Rail Freight Rates and Grain Export Basis: The US Experience
Term: One year, beginning in 2016
Funding Amount: $9,800
Lead Researcher(s): Richard Gray, Devin Serfas (U of S)
Funding Partners: None
The 2016 Canadian Transportation Act Review Panel Report has recommended that the Maximum Revenue Entitlement (MRE) be phased out over the next 7 years. If this were to occur, it would represent a watershed in transportation policy that could profoundly alter the economics of grain production and the development of the Canadian grain economy in the 21st The recent US experience is particularly relevant for the current MRE discussion in Canada. The US railways have not been subject to rail rate regulation since 1980. As such, the US experience can be very informative in understanding how rail rates could be impacted by the removal of the MRE. Not only have rail rates typically been much higher than in Canada but grain producers in North Dakota and Montana near the BNSF railroad have also recently experienced elevated export basis levels due to a lack of export capacity (US Wheat Associates, 2015).

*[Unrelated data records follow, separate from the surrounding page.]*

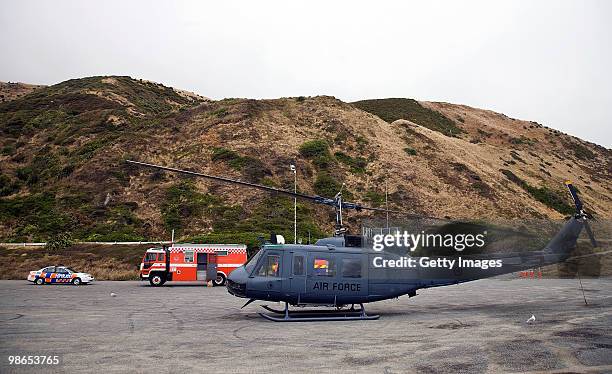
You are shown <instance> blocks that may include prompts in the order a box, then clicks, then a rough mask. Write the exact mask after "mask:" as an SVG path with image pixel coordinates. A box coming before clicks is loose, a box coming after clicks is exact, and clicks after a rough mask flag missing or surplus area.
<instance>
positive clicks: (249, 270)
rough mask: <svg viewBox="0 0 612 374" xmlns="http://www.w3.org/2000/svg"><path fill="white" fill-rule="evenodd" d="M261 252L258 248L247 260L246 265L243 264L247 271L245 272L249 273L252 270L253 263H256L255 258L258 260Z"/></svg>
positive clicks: (258, 259)
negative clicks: (258, 249) (248, 258)
mask: <svg viewBox="0 0 612 374" xmlns="http://www.w3.org/2000/svg"><path fill="white" fill-rule="evenodd" d="M262 252H263V251H262V250H261V249H260V250H259V252H257V253H255V256H253V257H251V259H250V260H249V262H247V263H246V265H244V268H245V270H246V271H247V274H251V272H252V271H253V268H254V267H255V264H257V260H259V257H261V253H262Z"/></svg>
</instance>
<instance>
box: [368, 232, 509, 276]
mask: <svg viewBox="0 0 612 374" xmlns="http://www.w3.org/2000/svg"><path fill="white" fill-rule="evenodd" d="M486 236H487V232H486V231H483V232H482V233H479V234H450V233H449V234H440V233H436V234H431V233H425V231H421V232H420V233H418V234H414V233H409V232H407V231H404V232H399V231H397V232H395V233H394V234H376V235H374V236H373V237H372V240H373V246H372V249H373V250H374V251H376V252H381V251H383V250H384V249H386V248H405V249H406V250H409V251H410V252H414V251H415V250H416V249H417V248H423V249H427V248H453V249H454V250H455V251H457V252H462V251H464V250H465V249H472V248H476V249H482V248H483V247H484V246H485V245H486V241H485V239H486ZM372 264H373V265H374V267H376V268H415V267H417V266H420V267H424V268H447V269H451V270H452V269H454V268H458V267H461V268H469V267H475V268H480V269H483V270H485V269H488V268H496V267H501V266H502V260H489V259H487V260H483V259H465V258H462V257H457V258H446V257H436V258H430V257H426V256H424V257H408V256H402V257H399V258H392V259H385V258H383V257H382V256H377V257H374V258H373V263H372Z"/></svg>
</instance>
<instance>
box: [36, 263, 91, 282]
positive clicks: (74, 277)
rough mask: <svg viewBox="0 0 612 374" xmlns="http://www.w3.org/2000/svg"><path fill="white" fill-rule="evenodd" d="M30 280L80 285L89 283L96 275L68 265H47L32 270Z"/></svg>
mask: <svg viewBox="0 0 612 374" xmlns="http://www.w3.org/2000/svg"><path fill="white" fill-rule="evenodd" d="M28 280H29V281H30V282H34V283H36V284H38V285H42V284H51V283H71V284H74V285H75V286H78V285H80V284H83V283H89V282H91V281H93V280H94V277H92V276H91V274H88V273H79V272H76V271H74V270H72V269H70V268H69V267H66V266H47V267H46V268H43V269H40V270H36V271H31V272H30V274H29V275H28Z"/></svg>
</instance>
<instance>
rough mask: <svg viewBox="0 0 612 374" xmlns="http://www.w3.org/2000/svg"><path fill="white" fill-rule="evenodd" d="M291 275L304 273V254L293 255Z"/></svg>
mask: <svg viewBox="0 0 612 374" xmlns="http://www.w3.org/2000/svg"><path fill="white" fill-rule="evenodd" d="M293 275H304V256H298V255H295V256H293Z"/></svg>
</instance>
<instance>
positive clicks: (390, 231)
mask: <svg viewBox="0 0 612 374" xmlns="http://www.w3.org/2000/svg"><path fill="white" fill-rule="evenodd" d="M385 209H386V210H387V234H390V233H391V230H390V229H389V188H387V180H386V179H385Z"/></svg>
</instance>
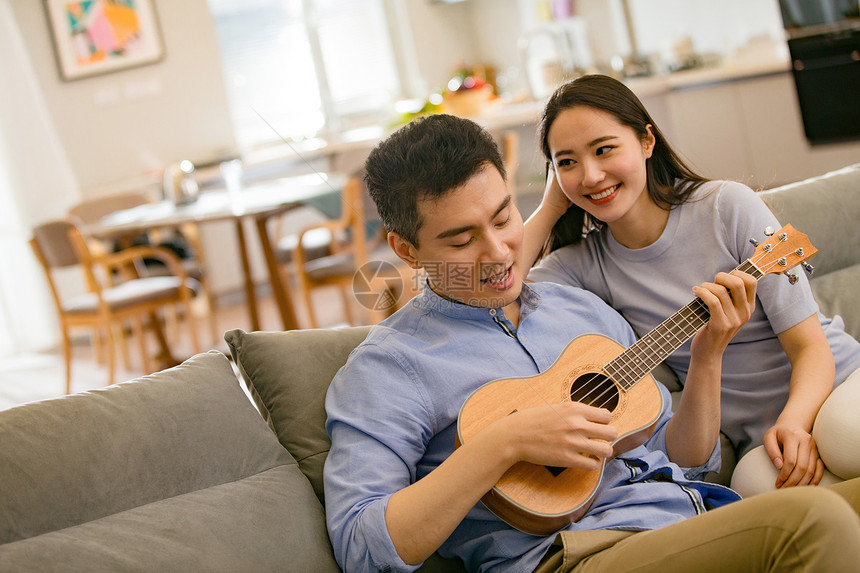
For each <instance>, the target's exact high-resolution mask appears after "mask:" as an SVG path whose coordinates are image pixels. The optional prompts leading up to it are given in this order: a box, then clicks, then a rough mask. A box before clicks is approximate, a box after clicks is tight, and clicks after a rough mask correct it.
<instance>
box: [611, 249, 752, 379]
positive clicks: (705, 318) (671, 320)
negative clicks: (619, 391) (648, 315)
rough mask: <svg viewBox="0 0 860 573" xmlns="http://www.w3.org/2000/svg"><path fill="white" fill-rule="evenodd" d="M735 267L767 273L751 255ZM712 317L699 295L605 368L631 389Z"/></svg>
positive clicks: (636, 341)
mask: <svg viewBox="0 0 860 573" xmlns="http://www.w3.org/2000/svg"><path fill="white" fill-rule="evenodd" d="M735 270H738V271H743V272H745V273H748V274H750V275H752V276H753V277H754V278H755V279H756V280H759V279H760V278H761V277H763V276H764V273H763V272H762V271H761V270H760V269H759V268H758V267H756V266H755V264H753V262H752V261H750V260H749V259H747V260H746V261H744V262H743V263H741V264H740V265H738V266H737V268H736V269H735ZM710 318H711V314H710V312H708V307H707V305H706V304H705V303H704V302H703V301H702V299H700V298H698V297H696V298H695V299H693V301H692V302H690V303H689V304H687V306H685V307H684V308H682V309H681V310H679V311H678V312H676V313H675V314H673V315H672V316H670V317H669V318H667V319H666V320H664V321H663V322H661V323H660V324H658V325H657V326H656V327H655V328H654V329H653V330H651V331H650V332H648V333H647V334H646V335H645V336H643V337H642V338H640V339H639V340H637V341H636V343H635V344H633V345H632V346H631V347H630V348H628V349H627V350H625V351H624V352H622V353H621V354H619V355H618V356H617V357H616V358H615V359H614V360H612V361H611V362H610V363H609V364H607V365H606V366H605V367H604V371H605V372H606V374H607V375H609V376H610V377H611V378H612V379H613V380H615V382H617V383H618V385H619V386H621V387H622V388H623V389H624V390H629V389H630V388H631V387H632V386H633V385H634V384H636V382H638V381H639V380H641V379H642V378H643V377H645V376H646V375H647V374H648V373H650V372H651V371H652V370H653V369H654V368H656V367H657V365H658V364H660V363H661V362H663V361H664V360H665V359H666V358H668V357H669V355H671V354H672V353H673V352H675V351H676V350H678V349H679V348H680V347H681V346H683V345H684V343H685V342H687V341H688V340H689V339H690V338H692V337H693V335H694V334H696V333H697V332H698V331H699V330H700V329H701V328H702V327H703V326H705V325H706V324H707V323H708V320H710Z"/></svg>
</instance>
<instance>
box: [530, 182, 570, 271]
mask: <svg viewBox="0 0 860 573" xmlns="http://www.w3.org/2000/svg"><path fill="white" fill-rule="evenodd" d="M571 204H572V203H571V202H570V199H568V198H567V196H566V195H565V194H564V191H562V190H561V187H560V186H559V184H558V180H557V179H556V177H555V170H554V169H553V168H552V167H551V166H550V167H548V168H547V174H546V187H545V188H544V192H543V199H541V203H540V205H538V208H537V209H535V211H534V213H532V214H531V216H530V217H529V218H528V220H527V221H526V222H525V226H524V229H523V248H522V253H521V254H522V259H523V261H525V264H526V266H528V267H531V266H532V265H534V264H535V262H537V259H538V256H540V253H541V250H543V246H544V245H545V244H546V242H547V238H548V237H549V234H550V232H551V231H552V228H553V226H555V224H556V223H557V222H558V220H559V218H561V216H562V215H564V214H565V213H566V212H567V209H568V207H570V206H571Z"/></svg>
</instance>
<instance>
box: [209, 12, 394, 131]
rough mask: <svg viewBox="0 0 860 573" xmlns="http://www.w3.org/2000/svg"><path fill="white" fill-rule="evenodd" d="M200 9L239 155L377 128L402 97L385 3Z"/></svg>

The export basis and freight rate data can be used to estimate how export basis rents are distributed between railways and grain handlers in a deregulated rate environment, which in turn has a large impact on the pricing and the service incentives of railways.
The objective of the study will be to:
Describe the deregulation of the grain freight rates in the United States, and the current system for rail car allocation including the COT bid car system.
To collect and report secondary data on DNS export basis and grain freight rates with a focus on areas of North Dakota and Montana that are dependent on rail access for PNW shipments.
To analyze the relationship between rail freight rates and grain export basis.